Gesellschaft

Strebt nach eurem Werk!

03.09.2013
Von Ferdinand Knauß

Strampeln ohne voran zu kommen

Nach Ansicht Grünewalds haben die Deutschen das "dumpfe Gefu?hl, von dunklen Mächten der Finanzwelt bedroht zu werden. Man fu?hlt sich einem abstrakten Getriebe hilflos ausgeliefert." In diesem Getriebe immer schneller strampeln zu müssen, wie in einem kafkaesken Albtraum - das erschöpft. Und die Krise bleibt trotzdem.

Obwohl Deutschland besser dasteht als je zuvor - Wirtschaftswachstum heißt ja nichts anderes als, dass jedes Jahr ein neuer Produktionsrekord erzielt wird - mahnen doch alle hörbaren Stimmen zu neuen Anstrengungen. Bloß nicht auf den Lorbeeren ausruhen: Noch geht es uns gut, aber die Chinesen … Der globale Wettbewerb schläft nie. Wie eine Horde von Zombies ist er uns dauernd auf den Fersen.

Nicht nur ein paar wachstumskritische Vordenker, sondern vermutlich die meisten Menschen haben eigentlich den Glauben an die hergebrachte Maximierungskultur verloren. Die Gewissheit, dass "Reformen", der aus ihnen folgende nächste Aufschwung und schließlich ewiges Wachstum uns aus der Krise führen werden, ist tot. Umso innbrünstiger muss der Glaube daran beschworen werden. Und die Deutschen sagen sich wie das fleißige Pferd Boxer in George Orwells "Farm der Tiere": "Ich will und werde noch mehr arbeiten."

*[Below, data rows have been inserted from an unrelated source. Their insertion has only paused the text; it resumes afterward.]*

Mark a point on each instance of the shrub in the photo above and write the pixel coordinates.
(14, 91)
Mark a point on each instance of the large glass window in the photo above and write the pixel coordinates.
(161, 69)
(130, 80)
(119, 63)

Unternehmen und Politik befeuern die Flucht in die besinnungslose Betriebsamkeit mit Appellen an die Leistungssteigerung. Besonders deutlich wird das in der Demografie-Politik: Statt nach Wegen zur Lösung des eigentlichen Problems zu suchen und den Menschen mehr Zeit und Sicherheit zu verschaffen für Kinder, wird das Aussterben der Deutschen zu einem Personalproblem der Unternehmen interpretiert - aus dem Ende der Welt, wie wir sie kennen, machen die Effizienzapostel den Popanz des so genannten Fachkräftemangels. Der Lösungsvorschlag lautet: Mehr Menschen, vor allem Frauen, sollen noch mehr arbeiten.